Was Dortmund angeht: Mit Süle kommt ein spieleröffnender Verteidiger, den man dringend gebrauchen kann. Der Transfer ist vor allem auch dann sinnvoll, wenn man annimmt, dass Süle nicht mit Hummels, sondern statt ihm spielen soll. Vielleicht nicht direkt nächste Saison, aber spätestens ab Mitte 2023. Damit ist die Dortmunder Baustelle in der Defensive noch nicht geschlossen: Es fehlt noch mindestens ein Sechser und man braucht noch jemanden für die Defensive, der diese voranbringt. Aber der Anfang ist erstmal gemacht in meinen Augen.
Playoffs etc.
Warum sollte Bielefeld Geld kriegen, wenn Bayern, Dortmund und RB Playoffs um die Meisterschaft austragen? Werden sie nicht oder zumindest nicht auf lange Zeit. So viel zu Playoffs, aber ihr habt gut herausgearbeitet, warum das wahrscheinlich nur Ablenkungsmanöver sind, deshalb will ich mich auf die Fairness im Sport etc. fokussieren.
Die amerikanischen Profi-Ligen sind nicht gerechter oder ausgeglichener. Das sind große Trusts (außer die MLS, das ist ein kleiner Trust^^).
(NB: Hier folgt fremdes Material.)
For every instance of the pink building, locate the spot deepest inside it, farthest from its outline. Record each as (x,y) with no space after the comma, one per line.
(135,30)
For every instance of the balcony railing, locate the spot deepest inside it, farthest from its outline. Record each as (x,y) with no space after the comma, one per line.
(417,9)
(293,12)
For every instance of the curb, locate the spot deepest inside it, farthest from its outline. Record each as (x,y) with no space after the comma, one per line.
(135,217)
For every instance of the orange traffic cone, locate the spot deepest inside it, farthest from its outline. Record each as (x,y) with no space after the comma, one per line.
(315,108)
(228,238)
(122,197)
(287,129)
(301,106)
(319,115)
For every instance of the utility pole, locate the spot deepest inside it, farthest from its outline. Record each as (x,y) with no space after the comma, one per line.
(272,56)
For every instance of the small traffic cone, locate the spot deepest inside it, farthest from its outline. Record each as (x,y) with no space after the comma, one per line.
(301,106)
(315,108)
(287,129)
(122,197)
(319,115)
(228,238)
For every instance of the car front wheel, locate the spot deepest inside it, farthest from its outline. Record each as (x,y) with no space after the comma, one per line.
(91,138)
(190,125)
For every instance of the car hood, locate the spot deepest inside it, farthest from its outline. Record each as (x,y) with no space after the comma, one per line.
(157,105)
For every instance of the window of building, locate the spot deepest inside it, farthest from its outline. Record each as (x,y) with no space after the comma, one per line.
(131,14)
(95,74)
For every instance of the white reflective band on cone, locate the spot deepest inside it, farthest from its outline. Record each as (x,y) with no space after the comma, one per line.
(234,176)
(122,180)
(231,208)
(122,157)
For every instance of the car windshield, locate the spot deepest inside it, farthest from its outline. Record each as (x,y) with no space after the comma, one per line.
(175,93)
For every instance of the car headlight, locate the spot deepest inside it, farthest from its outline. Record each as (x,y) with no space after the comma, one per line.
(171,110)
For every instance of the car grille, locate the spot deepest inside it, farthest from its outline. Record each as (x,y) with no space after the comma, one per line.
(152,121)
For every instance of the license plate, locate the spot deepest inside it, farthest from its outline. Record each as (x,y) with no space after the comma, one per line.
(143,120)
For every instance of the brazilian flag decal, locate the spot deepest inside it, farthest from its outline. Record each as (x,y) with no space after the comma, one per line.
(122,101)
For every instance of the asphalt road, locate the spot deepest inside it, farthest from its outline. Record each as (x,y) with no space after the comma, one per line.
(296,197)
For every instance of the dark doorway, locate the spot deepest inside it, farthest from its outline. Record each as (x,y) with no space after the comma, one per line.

Einerseits wird auch da versucht mit allen möglichen Mitteln zu finanziellen Vorteilen zu kommen (leider nur auf Englisch). Dazu muss auch da gewirtschaftet werden und wenn die Geldquellen versiegen, dann haben auch die Clubs dort ihre Schwierigkeiten. Andererseits ist die Grundprämisse der amerikanischen Profiligen gerade die Beschräkung des Wettbewerbs. Das Franchise-System bedeutet, dass Paderborn oder Fürth per se unmöglich sind, weil man sich Startplätze erkaufen muss und sie nicht sportlich erringen kann. Gleichzeitig funktioniert es aber nur wirklich in den US-Sportarten, weil man einerseits für Spieler den wichtigsten Markt darstellt und andererseits die internationale Konkurrenz nicht mithalten kann, sodass das System die Kostenreduktion (Salary Cap) und die gemeinsame internationale Vermarktung (und damit Marktwertsteigerung) ermöglicht. In der MLS funktioniert das aber schon (nicht) mehr: Die Qualität des MLS Fußballs ist beschränkt, weil es ernsthafte internationale Konkurrenz gibt (und damit die Guten immer woanders hingehen) und gleichzeitig wird man zunehmend zu einer Farmliga (Red Bull, City Football Group und Beckham deuten zumindest in diese Richtung), sodass der Wettbewerb vielleicht fairer unter den Teams sein mag (kann ich nicht beurteilen), aber man eigentlich zum Fan- und Spielerzuträger anderer Marken wird. Sollte der Fußball-Markt in den USA explodieren, dann könnte sich das vielleicht ändern, aber warum sollten City oder RedBull oder die großen (d.h. mit dem finanzstärksten Investor gesegneten) US-Clubs weiterhin ein Interesse an einer relativ fairen Verteilung haben, wenn sie doch aufgrund ihrer Marktmacht dann auf Dominanz drücken können? Mal abgesehen davon, dass Franchise-Nehmer auch rausfallen können, wenn sie finanziell nicht mithalten können, soweit ich weiß.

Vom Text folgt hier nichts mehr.